Meituan was not only able to deliver a faster and more flexible network, but it also comes with three different variations with their parameters and sizes more minuscule by the version.
YOLOv6 introduces two significant upgrades to the initial YOLOv5 model inspired by; Ultralytics' YOLOv5. The architecture in question has been the standing champion in Object Detection with its army of variations since 2020.
Let us look at the two upgrades YOLOv6 brings to the table to outperform its predecessor.
The hardware-aware neural network architecture inspired the neck and backbone of YOLOv6. However, for compelling inference, it is necessary to consider hardware characteristics like processing power, memory bandwidth, etc. Therefore, YOLOv6's neck and backbone have been modified using Rep-Pan and EfficientRep structures.
The neck's direct input into a decoupled head means tasks like regression, objectness, and classification; this has helped YOLOv6 to increase its speed and detection accuracy over its predecessors.
YOLOv6 has been tested against the benchmarks the predecessors have taken to represent the abilities accurately.
The key observations from the accuracy are:
YOLOv6-nano achieved 35% AP accuracy on COCO Val and 1242FPS performance on T4 using TRT FP16 batchsize=32. Compared to YOLOv5-nano, this indicates a gain of percent AP in accuracy and an increase of 85 percent in speed.
Using TRT FP16 batchsize=32 for inference on T4, YOLOv6-tiny obtained 41.3% AP accuracy on COCO Val with a performance of 602FPS. Compared to YOLOv5-s, the accuracy has risen by 3.9% AP, while the speed has increased by 29.4%.
COCO: Common Objects in Context is the single most large-scale object detection, segmentation, and captioning dataset. With over 330,000 labeled images, the dataset serves as the benchmark for all such architectures.
YOLOv6 begs the question, what’s next in computer vision and object detection. With the original author of the network, Redmon, quitting Computer Vision with his growing concerns about what his network was able to achieve, should corporations be investigating advances in this?
I stopped doing CV research because I saw the impact my work was having.
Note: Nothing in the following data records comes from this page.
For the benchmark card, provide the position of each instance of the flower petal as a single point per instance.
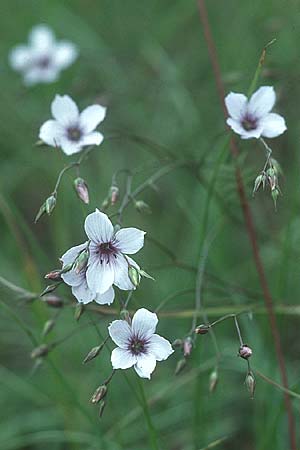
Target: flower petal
(262, 101)
(65, 54)
(144, 323)
(51, 133)
(120, 332)
(122, 279)
(160, 347)
(130, 240)
(64, 110)
(94, 138)
(91, 117)
(100, 277)
(122, 359)
(98, 227)
(236, 105)
(107, 298)
(273, 125)
(145, 365)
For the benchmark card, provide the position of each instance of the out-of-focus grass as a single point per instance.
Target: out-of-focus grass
(147, 61)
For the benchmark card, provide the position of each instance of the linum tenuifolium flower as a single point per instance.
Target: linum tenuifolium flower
(102, 261)
(138, 345)
(42, 59)
(253, 118)
(72, 130)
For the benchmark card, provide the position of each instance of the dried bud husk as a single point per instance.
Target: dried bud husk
(93, 353)
(202, 329)
(142, 207)
(114, 195)
(99, 394)
(180, 366)
(250, 383)
(50, 204)
(213, 381)
(187, 346)
(82, 190)
(53, 300)
(79, 310)
(245, 351)
(134, 276)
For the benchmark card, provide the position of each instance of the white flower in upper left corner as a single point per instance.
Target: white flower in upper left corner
(42, 59)
(77, 280)
(252, 118)
(72, 130)
(138, 345)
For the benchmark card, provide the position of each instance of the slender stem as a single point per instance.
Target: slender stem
(249, 224)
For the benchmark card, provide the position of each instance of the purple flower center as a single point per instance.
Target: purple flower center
(249, 123)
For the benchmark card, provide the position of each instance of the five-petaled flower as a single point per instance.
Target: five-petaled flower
(42, 59)
(72, 130)
(138, 345)
(252, 118)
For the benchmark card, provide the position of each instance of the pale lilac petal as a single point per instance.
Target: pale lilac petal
(273, 125)
(122, 359)
(121, 265)
(236, 105)
(144, 323)
(160, 347)
(120, 332)
(98, 227)
(91, 117)
(130, 240)
(20, 57)
(64, 110)
(145, 365)
(107, 298)
(262, 101)
(94, 138)
(100, 277)
(65, 54)
(51, 133)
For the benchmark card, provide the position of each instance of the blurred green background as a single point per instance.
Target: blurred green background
(147, 61)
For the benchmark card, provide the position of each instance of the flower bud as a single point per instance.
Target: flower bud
(202, 329)
(245, 351)
(250, 383)
(81, 189)
(50, 204)
(99, 394)
(114, 195)
(187, 346)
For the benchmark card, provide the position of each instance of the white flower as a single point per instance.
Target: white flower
(252, 118)
(108, 261)
(78, 282)
(42, 59)
(138, 345)
(72, 130)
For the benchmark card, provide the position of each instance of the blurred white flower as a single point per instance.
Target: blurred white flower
(77, 279)
(72, 130)
(108, 261)
(42, 59)
(138, 345)
(252, 118)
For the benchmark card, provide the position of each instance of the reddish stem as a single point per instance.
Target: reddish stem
(250, 225)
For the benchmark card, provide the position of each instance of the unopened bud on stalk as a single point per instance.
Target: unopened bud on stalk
(142, 207)
(245, 351)
(202, 329)
(187, 346)
(99, 394)
(114, 195)
(213, 381)
(82, 190)
(250, 383)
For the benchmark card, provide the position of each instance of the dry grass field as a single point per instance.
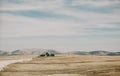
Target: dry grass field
(66, 65)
I loved the work, but the military applications and privacy concerns eventually became impossible to ignore.https://t.co/DMa6evaQZr— Joseph Redmon (@pjreddie) February 20, 2020
However, the fantastic support the network is getting from the Open Source Developer Communities shows excellent potential when deployed on mobile devices. So let us keenly observe as Computer Vision reaches the highest potential.